In the end I concluded there is no way to assure a “one-step fix” in a situation like this.  Most of the time, when the first job was done, the master cylinder would not fail.  But every now and then, it will.  When that happens you have a two-step repair.

Then there are the so-called emission problems – those “check engine” lights that just won’t go away.  Many motorists believe that scan tools point us directly to failed parts, but all too often that is not the case.  Fault codes are symptoms, many of which have numerous possible causes.  Sometimes we can test and verify a failed part and we have a simple one-visit repair.  Other times the tests all come back good – the problem is intermittent or not picked up by our testers.  Other times we reach a point in the diagnostic tree that says “Replace A and re-evaluate.”  So we replace A and see what happens next.

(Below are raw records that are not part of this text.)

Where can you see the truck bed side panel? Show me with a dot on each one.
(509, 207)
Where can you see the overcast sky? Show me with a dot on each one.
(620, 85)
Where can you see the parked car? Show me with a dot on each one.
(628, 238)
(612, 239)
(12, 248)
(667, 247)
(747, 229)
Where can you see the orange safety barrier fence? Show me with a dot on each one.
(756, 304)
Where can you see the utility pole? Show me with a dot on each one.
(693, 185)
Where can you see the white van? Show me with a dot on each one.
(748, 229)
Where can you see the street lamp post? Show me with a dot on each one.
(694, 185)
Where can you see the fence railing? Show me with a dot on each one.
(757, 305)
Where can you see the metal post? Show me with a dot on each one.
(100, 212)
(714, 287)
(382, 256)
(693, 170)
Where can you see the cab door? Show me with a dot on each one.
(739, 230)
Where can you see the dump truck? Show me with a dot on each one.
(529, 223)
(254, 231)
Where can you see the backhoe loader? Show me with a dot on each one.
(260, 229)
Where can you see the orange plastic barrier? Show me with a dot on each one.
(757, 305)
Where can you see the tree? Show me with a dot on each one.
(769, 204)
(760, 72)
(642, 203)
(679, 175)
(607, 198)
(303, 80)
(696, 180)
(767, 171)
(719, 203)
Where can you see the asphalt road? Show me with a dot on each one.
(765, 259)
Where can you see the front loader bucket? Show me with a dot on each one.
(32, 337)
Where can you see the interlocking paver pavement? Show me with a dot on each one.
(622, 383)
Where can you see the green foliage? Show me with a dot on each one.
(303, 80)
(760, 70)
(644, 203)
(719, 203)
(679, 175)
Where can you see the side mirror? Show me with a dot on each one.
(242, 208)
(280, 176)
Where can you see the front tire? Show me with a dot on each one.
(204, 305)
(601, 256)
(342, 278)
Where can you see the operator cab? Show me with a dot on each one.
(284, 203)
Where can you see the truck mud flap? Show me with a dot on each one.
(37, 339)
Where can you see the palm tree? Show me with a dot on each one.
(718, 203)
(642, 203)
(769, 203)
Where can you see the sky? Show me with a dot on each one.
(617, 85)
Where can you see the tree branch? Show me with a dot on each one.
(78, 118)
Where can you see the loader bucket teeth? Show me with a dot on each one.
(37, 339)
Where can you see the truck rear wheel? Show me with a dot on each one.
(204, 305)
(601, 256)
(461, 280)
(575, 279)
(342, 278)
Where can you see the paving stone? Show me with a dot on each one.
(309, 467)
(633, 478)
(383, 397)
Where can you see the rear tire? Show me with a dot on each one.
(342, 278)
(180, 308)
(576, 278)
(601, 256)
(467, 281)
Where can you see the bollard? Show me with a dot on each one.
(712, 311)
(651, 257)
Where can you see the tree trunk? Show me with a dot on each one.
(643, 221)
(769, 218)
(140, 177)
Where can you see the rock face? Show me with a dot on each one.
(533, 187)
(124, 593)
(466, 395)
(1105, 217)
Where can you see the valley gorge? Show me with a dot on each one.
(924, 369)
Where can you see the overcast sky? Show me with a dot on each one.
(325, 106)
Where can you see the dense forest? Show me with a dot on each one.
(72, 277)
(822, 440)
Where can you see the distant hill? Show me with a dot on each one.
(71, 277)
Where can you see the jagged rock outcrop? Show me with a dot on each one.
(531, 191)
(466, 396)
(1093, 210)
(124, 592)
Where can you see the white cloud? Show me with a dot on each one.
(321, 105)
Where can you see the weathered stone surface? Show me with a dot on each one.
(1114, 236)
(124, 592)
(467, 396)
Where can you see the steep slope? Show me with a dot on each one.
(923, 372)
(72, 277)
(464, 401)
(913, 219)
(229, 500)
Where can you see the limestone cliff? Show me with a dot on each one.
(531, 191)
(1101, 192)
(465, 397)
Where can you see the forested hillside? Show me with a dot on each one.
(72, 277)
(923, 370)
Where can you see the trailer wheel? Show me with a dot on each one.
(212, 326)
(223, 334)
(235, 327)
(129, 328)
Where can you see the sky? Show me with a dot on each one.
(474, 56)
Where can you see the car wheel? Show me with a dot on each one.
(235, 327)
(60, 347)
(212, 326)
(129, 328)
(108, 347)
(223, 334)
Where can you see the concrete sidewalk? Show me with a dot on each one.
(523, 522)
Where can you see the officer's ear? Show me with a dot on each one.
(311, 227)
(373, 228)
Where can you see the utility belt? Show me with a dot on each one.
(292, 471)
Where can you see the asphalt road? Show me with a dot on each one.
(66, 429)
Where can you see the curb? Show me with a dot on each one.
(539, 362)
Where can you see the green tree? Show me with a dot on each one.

The problem is, low level emission faults cannot usually be detected on a short drive.  Many require that the car be run through a tank of gas, sometimes more.  As a practical matter that makes the owner the test driver – and if more work is needed, the car comes back.  Sometimes twice, sometimes three times.

I wish there was a way to streamline this, but with the ever-increasing complexity of cars, we face a choice between exchange of major systems where we swap out all the possibilities (prohibitively expensive) or multiple repair efforts (a hassle for motorists). 

1 comment:

GretaCargo said...

What an excellent explanation! Thinking about these things from a systems perspective rather than individual parts helps at least plan or not feel as surprised when these breakdowns take place.